Nearly all of the 11 cooking club members grew up in the D.C. area. Many went to Catholic school together; about half attended Georgetown Visitation in the District. They’re all still married to their first husbands, something many of them consider a feat. “Maybe our cooking has something to do with it,” Boland says. They’ve been together through christenings, graduations, weddings and funerals. They’ve given their children books of their favorite recipes—often as bridal shower gifts—and helped some start their own cooking clubs. Recently they’ve watched one another become grandparents.
After drinks and appetizers on Dunn’s patio, the women—who refer to each other as “girls”—move inside for dinner. They jockey to share the microwave, lamenting how their starter apartments didn’t always have that convenience. Carla Byrd of Bethesda heats up sautéed Broccolini, noting that of all the women, she is not much of a cook. “Now I can admit it. In the early days, I used to have to pretend,” she says with a laugh.
The women fill their plates at the buffet, pour wine (which is in bottles, not jugs, as it was when they first started) and chat about what they’ve made. Kathy Hayes, who lives in Chevy Chase, is asked about her Tuscan white beans with sage and rosemary. She explains that she soaked the raw beans overnight and they often taste better the next day. Several of the women got their recipes online, and say their cookbooks are collecting dust in the digital age.
The women have had some hits—including beef Wellington, Toblerone mousse and crab canapé pie—and some clunkers. Years ago they had awful bourbon ball appetizers, and someone made an Irish soda bread that was so hard it could have been used as a doorstop. Then there was the roast fiasco, when Byrd’s kitchen filled with smoke after a mix-up over the broiler setting and Dunn took the entrée to her ex-fiancé’s nearby apartment to finish cooking it.
When the cooking club meets, the husband of the host typically stays away—things get louder as the night goes on—only dropping in at the end to say hello, as Dunn’s husband, George, does on that night in May. The women used to invite the men to join them once in a while, but they haven’t done that in years. One man put a silver serving tray in the oven. “They make a mess, even if it’s takeout,” says Connolly, who lives in Chevy Chase. “Every pot and pan and spoon you own is out on the table.”

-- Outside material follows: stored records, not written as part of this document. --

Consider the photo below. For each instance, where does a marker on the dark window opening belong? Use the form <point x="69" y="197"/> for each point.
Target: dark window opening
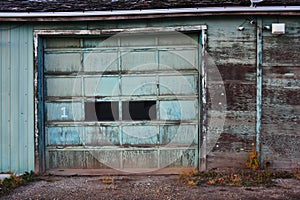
<point x="101" y="111"/>
<point x="139" y="110"/>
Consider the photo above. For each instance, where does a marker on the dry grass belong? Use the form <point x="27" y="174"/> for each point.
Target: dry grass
<point x="107" y="180"/>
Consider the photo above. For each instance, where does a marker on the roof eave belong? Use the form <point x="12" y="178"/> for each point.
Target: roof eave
<point x="147" y="13"/>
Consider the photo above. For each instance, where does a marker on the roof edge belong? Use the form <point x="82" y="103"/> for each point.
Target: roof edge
<point x="9" y="16"/>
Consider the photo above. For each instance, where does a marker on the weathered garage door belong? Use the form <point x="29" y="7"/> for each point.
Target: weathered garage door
<point x="123" y="102"/>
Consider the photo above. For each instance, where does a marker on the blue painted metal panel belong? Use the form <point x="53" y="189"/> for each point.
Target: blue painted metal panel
<point x="16" y="118"/>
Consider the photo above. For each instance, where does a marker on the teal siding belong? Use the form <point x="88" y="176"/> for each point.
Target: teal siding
<point x="17" y="103"/>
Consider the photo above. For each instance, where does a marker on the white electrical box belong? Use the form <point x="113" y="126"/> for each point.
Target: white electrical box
<point x="278" y="28"/>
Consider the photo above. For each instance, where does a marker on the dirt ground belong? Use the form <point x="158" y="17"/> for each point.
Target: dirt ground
<point x="146" y="187"/>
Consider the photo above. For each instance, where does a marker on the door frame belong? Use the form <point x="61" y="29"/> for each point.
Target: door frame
<point x="39" y="128"/>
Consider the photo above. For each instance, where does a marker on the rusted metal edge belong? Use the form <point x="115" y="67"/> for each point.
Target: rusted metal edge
<point x="259" y="85"/>
<point x="115" y="31"/>
<point x="203" y="101"/>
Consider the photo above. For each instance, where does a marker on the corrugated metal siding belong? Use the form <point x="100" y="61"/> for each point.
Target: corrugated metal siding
<point x="16" y="107"/>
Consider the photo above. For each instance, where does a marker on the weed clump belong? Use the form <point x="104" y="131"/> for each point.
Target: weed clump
<point x="14" y="181"/>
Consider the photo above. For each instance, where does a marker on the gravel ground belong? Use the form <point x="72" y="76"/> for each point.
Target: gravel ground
<point x="146" y="187"/>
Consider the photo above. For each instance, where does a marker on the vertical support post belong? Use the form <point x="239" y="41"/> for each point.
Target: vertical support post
<point x="203" y="113"/>
<point x="259" y="84"/>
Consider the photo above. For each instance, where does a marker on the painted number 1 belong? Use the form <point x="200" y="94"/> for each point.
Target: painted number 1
<point x="64" y="114"/>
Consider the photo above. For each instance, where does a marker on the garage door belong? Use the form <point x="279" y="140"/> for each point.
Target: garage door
<point x="128" y="101"/>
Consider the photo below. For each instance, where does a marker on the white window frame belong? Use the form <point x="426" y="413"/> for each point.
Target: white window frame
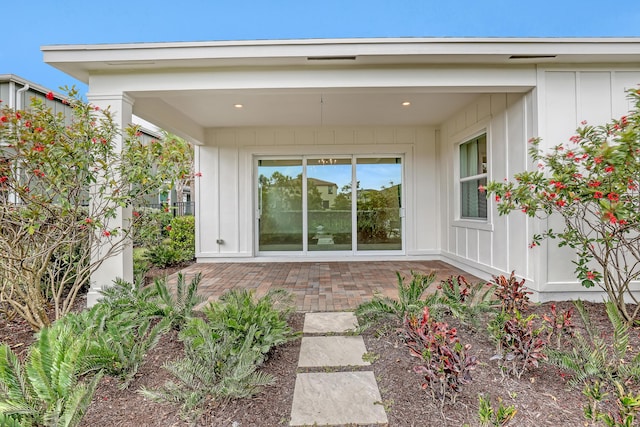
<point x="471" y="222"/>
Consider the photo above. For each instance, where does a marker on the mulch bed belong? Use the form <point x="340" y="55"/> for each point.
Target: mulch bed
<point x="542" y="397"/>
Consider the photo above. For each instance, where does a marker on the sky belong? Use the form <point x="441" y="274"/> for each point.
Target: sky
<point x="49" y="22"/>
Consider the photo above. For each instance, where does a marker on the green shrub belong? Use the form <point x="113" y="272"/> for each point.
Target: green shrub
<point x="151" y="226"/>
<point x="237" y="311"/>
<point x="411" y="300"/>
<point x="178" y="307"/>
<point x="216" y="367"/>
<point x="164" y="255"/>
<point x="464" y="301"/>
<point x="182" y="234"/>
<point x="45" y="389"/>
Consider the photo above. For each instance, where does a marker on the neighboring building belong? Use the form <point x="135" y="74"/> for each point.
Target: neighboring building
<point x="431" y="119"/>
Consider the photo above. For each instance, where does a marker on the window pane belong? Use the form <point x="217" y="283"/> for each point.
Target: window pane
<point x="378" y="202"/>
<point x="473" y="157"/>
<point x="329" y="204"/>
<point x="280" y="202"/>
<point x="473" y="203"/>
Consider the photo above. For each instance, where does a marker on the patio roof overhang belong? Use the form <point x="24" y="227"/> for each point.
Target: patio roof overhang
<point x="188" y="87"/>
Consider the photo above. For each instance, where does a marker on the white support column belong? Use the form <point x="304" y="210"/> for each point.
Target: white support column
<point x="121" y="264"/>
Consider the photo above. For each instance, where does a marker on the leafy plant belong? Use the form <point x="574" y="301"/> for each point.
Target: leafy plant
<point x="511" y="293"/>
<point x="446" y="364"/>
<point x="182" y="236"/>
<point x="627" y="403"/>
<point x="464" y="301"/>
<point x="593" y="358"/>
<point x="592" y="183"/>
<point x="499" y="417"/>
<point x="238" y="311"/>
<point x="559" y="324"/>
<point x="178" y="307"/>
<point x="45" y="389"/>
<point x="131" y="297"/>
<point x="217" y="366"/>
<point x="164" y="255"/>
<point x="54" y="239"/>
<point x="411" y="300"/>
<point x="522" y="345"/>
<point x="120" y="347"/>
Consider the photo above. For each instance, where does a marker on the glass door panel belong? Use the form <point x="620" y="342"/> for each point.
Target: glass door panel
<point x="329" y="204"/>
<point x="379" y="204"/>
<point x="280" y="205"/>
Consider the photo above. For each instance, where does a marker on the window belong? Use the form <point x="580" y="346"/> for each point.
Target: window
<point x="473" y="174"/>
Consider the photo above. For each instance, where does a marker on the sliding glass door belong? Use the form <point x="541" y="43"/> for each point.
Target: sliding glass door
<point x="379" y="196"/>
<point x="280" y="205"/>
<point x="306" y="205"/>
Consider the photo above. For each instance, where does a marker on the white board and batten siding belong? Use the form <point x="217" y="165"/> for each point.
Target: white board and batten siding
<point x="500" y="244"/>
<point x="566" y="98"/>
<point x="227" y="186"/>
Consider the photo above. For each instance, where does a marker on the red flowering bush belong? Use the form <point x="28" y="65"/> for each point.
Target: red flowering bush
<point x="592" y="182"/>
<point x="446" y="364"/>
<point x="59" y="192"/>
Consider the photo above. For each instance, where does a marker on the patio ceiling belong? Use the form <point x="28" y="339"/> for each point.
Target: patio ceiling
<point x="188" y="87"/>
<point x="328" y="107"/>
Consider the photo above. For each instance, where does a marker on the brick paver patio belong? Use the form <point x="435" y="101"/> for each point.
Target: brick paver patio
<point x="316" y="286"/>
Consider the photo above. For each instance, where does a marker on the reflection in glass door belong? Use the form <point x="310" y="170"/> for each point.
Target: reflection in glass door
<point x="329" y="204"/>
<point x="306" y="205"/>
<point x="379" y="204"/>
<point x="280" y="205"/>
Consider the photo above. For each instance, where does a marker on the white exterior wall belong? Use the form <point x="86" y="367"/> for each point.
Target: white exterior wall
<point x="500" y="244"/>
<point x="567" y="96"/>
<point x="226" y="193"/>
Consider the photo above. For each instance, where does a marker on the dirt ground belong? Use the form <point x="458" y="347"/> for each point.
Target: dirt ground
<point x="541" y="397"/>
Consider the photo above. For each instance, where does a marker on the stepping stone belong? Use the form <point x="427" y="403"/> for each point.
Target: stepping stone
<point x="336" y="322"/>
<point x="337" y="398"/>
<point x="332" y="351"/>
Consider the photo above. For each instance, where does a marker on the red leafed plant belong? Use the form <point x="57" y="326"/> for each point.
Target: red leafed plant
<point x="522" y="345"/>
<point x="560" y="324"/>
<point x="512" y="293"/>
<point x="446" y="364"/>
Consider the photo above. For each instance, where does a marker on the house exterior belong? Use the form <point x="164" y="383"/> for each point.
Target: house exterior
<point x="407" y="129"/>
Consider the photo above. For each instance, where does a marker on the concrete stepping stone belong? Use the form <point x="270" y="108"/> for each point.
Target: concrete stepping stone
<point x="332" y="351"/>
<point x="323" y="323"/>
<point x="337" y="398"/>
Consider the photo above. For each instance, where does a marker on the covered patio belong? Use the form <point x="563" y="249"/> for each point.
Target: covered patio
<point x="316" y="286"/>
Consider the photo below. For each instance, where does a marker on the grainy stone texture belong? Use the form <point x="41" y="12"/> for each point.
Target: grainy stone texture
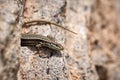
<point x="80" y="65"/>
<point x="9" y="39"/>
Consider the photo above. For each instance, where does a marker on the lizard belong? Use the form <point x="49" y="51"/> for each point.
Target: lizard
<point x="40" y="40"/>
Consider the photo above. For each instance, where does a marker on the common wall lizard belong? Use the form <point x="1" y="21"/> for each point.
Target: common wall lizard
<point x="39" y="40"/>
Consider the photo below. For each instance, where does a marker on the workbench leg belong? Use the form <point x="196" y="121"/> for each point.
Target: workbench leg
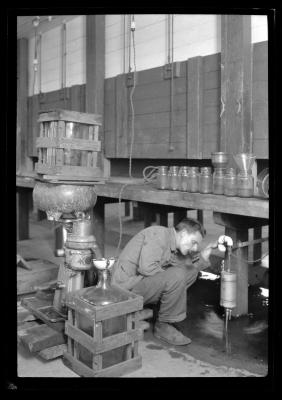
<point x="179" y="215"/>
<point x="163" y="218"/>
<point x="257" y="247"/>
<point x="23" y="206"/>
<point x="137" y="211"/>
<point x="41" y="215"/>
<point x="200" y="216"/>
<point x="127" y="208"/>
<point x="240" y="267"/>
<point x="98" y="216"/>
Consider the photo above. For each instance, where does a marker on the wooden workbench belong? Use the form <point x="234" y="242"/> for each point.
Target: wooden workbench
<point x="236" y="214"/>
<point x="148" y="193"/>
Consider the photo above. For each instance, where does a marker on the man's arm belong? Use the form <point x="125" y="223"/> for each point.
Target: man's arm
<point x="150" y="257"/>
<point x="203" y="261"/>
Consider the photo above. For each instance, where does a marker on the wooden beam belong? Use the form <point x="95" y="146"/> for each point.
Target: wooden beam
<point x="23" y="201"/>
<point x="236" y="84"/>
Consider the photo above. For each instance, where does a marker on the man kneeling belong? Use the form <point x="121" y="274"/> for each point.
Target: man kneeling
<point x="160" y="264"/>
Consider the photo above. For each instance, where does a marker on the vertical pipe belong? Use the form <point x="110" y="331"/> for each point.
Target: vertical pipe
<point x="129" y="43"/>
<point x="124" y="44"/>
<point x="40" y="62"/>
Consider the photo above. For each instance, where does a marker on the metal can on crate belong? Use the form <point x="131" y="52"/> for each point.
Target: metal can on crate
<point x="173" y="178"/>
<point x="205" y="180"/>
<point x="183" y="179"/>
<point x="218" y="180"/>
<point x="230" y="182"/>
<point x="193" y="180"/>
<point x="162" y="178"/>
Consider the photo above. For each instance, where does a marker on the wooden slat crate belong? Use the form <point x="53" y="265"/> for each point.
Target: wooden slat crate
<point x="103" y="340"/>
<point x="68" y="144"/>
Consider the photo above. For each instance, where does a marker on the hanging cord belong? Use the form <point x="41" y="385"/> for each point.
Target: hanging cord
<point x="35" y="60"/>
<point x="131" y="101"/>
<point x="170" y="60"/>
<point x="132" y="29"/>
<point x="40" y="62"/>
<point x="250" y="261"/>
<point x="129" y="43"/>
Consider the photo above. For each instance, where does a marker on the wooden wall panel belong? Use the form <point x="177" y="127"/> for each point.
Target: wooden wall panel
<point x="151" y="101"/>
<point x="122" y="128"/>
<point x="260" y="100"/>
<point x="195" y="95"/>
<point x="211" y="105"/>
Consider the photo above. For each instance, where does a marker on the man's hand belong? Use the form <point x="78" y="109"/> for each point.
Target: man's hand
<point x="206" y="252"/>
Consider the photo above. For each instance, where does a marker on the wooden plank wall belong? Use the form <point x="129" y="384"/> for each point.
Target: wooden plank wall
<point x="260" y="100"/>
<point x="151" y="101"/>
<point x="196" y="110"/>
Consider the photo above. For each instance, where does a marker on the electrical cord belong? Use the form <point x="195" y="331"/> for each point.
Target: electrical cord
<point x="35" y="61"/>
<point x="132" y="29"/>
<point x="131" y="101"/>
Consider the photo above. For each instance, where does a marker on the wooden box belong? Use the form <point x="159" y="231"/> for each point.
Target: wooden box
<point x="103" y="340"/>
<point x="68" y="144"/>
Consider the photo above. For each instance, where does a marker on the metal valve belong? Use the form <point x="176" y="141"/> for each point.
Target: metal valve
<point x="224" y="242"/>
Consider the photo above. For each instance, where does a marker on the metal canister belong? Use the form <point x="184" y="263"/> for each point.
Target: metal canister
<point x="230" y="182"/>
<point x="183" y="179"/>
<point x="205" y="180"/>
<point x="162" y="178"/>
<point x="228" y="285"/>
<point x="173" y="178"/>
<point x="245" y="184"/>
<point x="193" y="180"/>
<point x="218" y="181"/>
<point x="263" y="183"/>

As the evening closes, Connolly serves her mom’s “Apple Brown Betty” with vanilla ice cream. Chris Cassidy announces that she’s planning to move to Florida soon, but assures the group that she’ll try to come back a couple times a year. By 9:25, Connolly dings her glass to announce that she has to leave, but as the group’s scheduler she wants to confirm next month’s host before she goes.
The women used to meet later in the evening, after their kids were in bed, and once lingered till 2 in the morning after a wine-filled San Francisco-themed dinner in Chevy Chase in the ’80s. “I never stayed so late at anybody’s house in my life,” Connolly says. Now they opt for less wine and more sleep. Says Cassidy, “You come at 7 and you leave at 10.”